Mitterling recommends that planners keep in constant touch with the course to ensure all the little details that make or break an event are taken care of. Make sure that the menu is right, there are enough beverages, the golf pro understands the needs of the attendees, there is enough rental equipment (about half of the AAFP attendees don't bring their own clubs), the PA system works, and the golf carts are clean. “We make lots and lots of calls, and do a site visit,” he says.

Driving Interaction

Giving doctors the chance to mingle in a social setting is the impetus behind the American Opthalmological Society's golf event, held in conjunction with the group's annual meeting the weekend before Memorial Day. The annual meeting typically draws 100 to 150 attendees, while 20 to 30 men and about 10 women play in the golf tournaments. Separate tournaments are held for men and women, as well as for spouses. The male players generally looks for a challenging course, while the female golfers usually view the tournament as more of a social event, says Lisa Brown, assistant director of association management services, AAO, San Francisco. But for all the players, the tournament “is a very important part of their interaction,” she says.

Brown also says the group looks for locations that are small and isolated, so the attendees can easily interact. This May's event, for instance, was held at The Homestead in Hot Springs, Va.

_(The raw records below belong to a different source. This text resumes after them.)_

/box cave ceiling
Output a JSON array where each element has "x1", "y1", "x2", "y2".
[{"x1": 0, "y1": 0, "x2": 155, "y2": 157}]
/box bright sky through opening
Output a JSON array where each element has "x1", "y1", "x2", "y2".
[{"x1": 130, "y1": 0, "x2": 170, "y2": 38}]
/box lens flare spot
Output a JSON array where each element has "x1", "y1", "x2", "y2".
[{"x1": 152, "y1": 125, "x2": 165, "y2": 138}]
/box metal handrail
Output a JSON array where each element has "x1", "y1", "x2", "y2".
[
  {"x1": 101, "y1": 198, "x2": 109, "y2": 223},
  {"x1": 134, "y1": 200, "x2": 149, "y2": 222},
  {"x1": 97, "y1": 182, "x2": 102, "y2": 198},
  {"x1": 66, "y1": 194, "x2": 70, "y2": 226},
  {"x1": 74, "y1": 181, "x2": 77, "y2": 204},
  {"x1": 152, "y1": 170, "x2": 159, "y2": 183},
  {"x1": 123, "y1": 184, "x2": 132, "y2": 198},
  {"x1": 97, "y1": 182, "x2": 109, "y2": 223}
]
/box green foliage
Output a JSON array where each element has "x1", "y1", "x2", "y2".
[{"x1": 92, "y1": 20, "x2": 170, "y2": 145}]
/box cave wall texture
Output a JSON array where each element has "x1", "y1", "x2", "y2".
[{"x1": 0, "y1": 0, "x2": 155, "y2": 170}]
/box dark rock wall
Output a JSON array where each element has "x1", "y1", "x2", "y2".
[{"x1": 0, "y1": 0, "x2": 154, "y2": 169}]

Brown says the AOS is a “creature of habit” in that the 18-hole tournament runs pretty much the same way each year. Planning begins a year in advance. “Perpetual” trophies are awarded, and teams are paired primarily based on player requests. A volunteer AOS member works with Brown as athletic director of the meeting, doing things like playing in the first foursome so he can be there at the end to collect the score cards.

Attendees pay their own fees, and the event has no sponsorships or affiliations with other corporations or organizations, notes Brown.

Bringing Reps and Doctors Together

Another branch of the AAO, The Foundation of the American Academy of Ophthalmology, holds an annual golf outing at the Presidio Golf Course in San Francisco each fall as part of the FAAO's Corporate Advisory Council Symposium.

The event is a chance for corporate AAO members such as pharmaceutical companies and medical device manufacturers to interact with opinion leaders and find out what is happening within the industry, says Casey Hickey, director of resource development for the AAO. The golf outing typically has about 20 players, and has in the past been by invitation only to a handful of Corporate Advisory Council (CAC) members. Hickey, who planned the event for the first time in 2000, says attendance will likely increase this year, as the event will be opened up to all CAC members.

“We feel it's more appropriate to be more inclusive of the entire CAC membership and to give them this opportunity to have a more relaxed, social interaction with Academy leaders,” she says.

As the main idea behind the event is interaction, company reps are paired with physicians for the golf foursomes. But Hickey says there's no worry about conflicts of interest because participating companies are not asked to donate prizes.